Read counts are saved in depth.txt files of each sample.  

P13. Read count calculation for a given region of contigs using Samtools (TIMING ~1min)
^^^^^^^^^^^^^^^^^^^^^^^^^^^^^^^^^^^^^^^^^^^^^^^^^^^^^^^^^^^^^^^^^^^^^^^^^^^^^^^^^^^^^^^

.. code-block:: shell

    cd SRF_MG_abund 

    samtools depth -r contig_12725:10309-25115 ../samfiles/SRF_MT.bam > SRF_MT.cgc.depth.txt 

    cd .. && cd SRF_MT_abund 

    samtools depth -r contig_12725:10309-25115 ../samfiles/SRF_MG.bam > SRF_MG.cgc.depth.txt 

    cd .. 

The parameter `-r contig_12725:10309-25115contig_6487:2406-6727`` specifies a region in a contig. For any CGC, its positional range can be found in the file cgc_standard output produced by run_dbcan. The depth.txt files contain the raw read counts for the specified region. 

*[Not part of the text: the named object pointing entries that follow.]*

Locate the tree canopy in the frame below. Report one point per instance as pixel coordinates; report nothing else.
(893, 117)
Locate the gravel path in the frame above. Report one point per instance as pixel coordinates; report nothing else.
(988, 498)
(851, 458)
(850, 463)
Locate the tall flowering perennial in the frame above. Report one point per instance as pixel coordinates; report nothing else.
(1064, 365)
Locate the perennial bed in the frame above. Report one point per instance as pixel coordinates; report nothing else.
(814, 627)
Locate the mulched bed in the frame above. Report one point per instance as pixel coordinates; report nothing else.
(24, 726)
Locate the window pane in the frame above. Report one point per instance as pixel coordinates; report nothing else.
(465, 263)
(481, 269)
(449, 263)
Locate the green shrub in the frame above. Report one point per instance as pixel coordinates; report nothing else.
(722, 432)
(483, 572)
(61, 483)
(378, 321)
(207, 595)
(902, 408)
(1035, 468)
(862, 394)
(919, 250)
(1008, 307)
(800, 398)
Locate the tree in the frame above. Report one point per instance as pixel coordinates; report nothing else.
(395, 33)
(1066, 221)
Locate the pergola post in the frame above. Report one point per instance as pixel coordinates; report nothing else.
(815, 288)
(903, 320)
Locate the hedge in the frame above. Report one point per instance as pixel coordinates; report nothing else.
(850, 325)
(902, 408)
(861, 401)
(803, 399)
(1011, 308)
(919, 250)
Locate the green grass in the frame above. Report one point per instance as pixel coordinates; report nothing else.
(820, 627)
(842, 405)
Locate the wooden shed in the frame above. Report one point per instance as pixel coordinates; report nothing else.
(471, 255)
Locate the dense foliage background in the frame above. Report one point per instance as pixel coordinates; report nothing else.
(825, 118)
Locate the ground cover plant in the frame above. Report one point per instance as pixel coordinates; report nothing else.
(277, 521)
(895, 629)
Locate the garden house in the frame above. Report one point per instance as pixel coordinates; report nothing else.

P14. dbcan_utils to calculate the abundance of CAZyme families, subfamilies, CGCs, and substrates (TIMING ~1min) 
^^^^^^^^^^^^^^^^^^^^^^^^^^^^^^^^^^^^^^^^^^^^^^^^^^^^^^^^^^^^^^^^^^^^^^^^^^^^^^^^^^^^^^^^^^^^^^^^^^^^^^^^^^^^^^^^
As the Priest2023 dataset has both MG and MT data, for each sample we will have two abundance folders, e.g., BML_MG_abund, BML_MT_abund for BML sample, and SRF_MG_abund, SRF_MT_abund for SRF sample. 

.. code-block:: shell

    cd BML_MT_abund 

    dbcan_utils fam_abund -bt BML_MT.depth.txt -i ../BML_MG.dbCAN -a TPM 

    dbcan_utils fam_substrate_abund -bt BML_MT.depth.txt -i ../BML_MG.dbCAN -a TPM 

    dbcan_utils CGC_abund -bt BML_MT.depth.txt -i ../BML_MG.dbCAN -a TPM 

    dbcan_utils CGC_substrate_abund -bt BML_MT.depth.txt -i ../BML_MG.dbCAN -a TPM 


    cd .. && cd SRF_MT_abund 

    dbcan_utils fam_abund -bt SRF_MT.depth.txt -i ../SRF_MG.dbCAN -a TPM 

    dbcan_utils fam_substrate_abund -bt SRF_MT.depth.txt -i ../SRF_MG.dbCAN -a TPM 

    dbcan_utils CGC_abund -bt SRF_MT.depth.txt -i ../SRF_MG.dbCAN -a TPM 

    dbcan_utils CGC_substrate_abund -bt SRF_MT.depth.txt -i ../SRF_MG.dbCAN -a TPM 


    cd .. && cd BML_MG_abund 

    dbcan_utils fam_abund -bt BML_MG.depth.txt -i ../BML_MG.dbCAN -a TPM 

    dbcan_utils fam_substrate_abund -bt BML_MG.depth.txt -i ../BML_MG.dbCAN -a TPM 

    dbcan_utils CGC_abund -bt BML_MG.depth.txt -i ../BML_MG.dbCAN -a TPM 

    dbcan_utils CGC_substrate_abund -bt BML_MG.depth.txt -i ../BML_MG.dbCAN -a TPM 


    cd .. && cd SRF_MG_abund 

    dbcan_utils fam_abund -bt SRF_MG.depth.txt -i ../SRF_MG.dbCAN -a TPM 

    dbcan_utils fam_substrate_abund -bt SRF_MG.depth.txt -i ../SRF_MG.dbCAN -a TPM 

    dbcan_utils CGC_abund -bt SRF_MG.depth.txt -i ../SRF_MG.dbCAN -a TPM 

    dbcan_utils CGC_substrate_abund -bt SRF_MG.depth.txt -i ../SRF_MG.dbCAN -a TPM 

    cd ..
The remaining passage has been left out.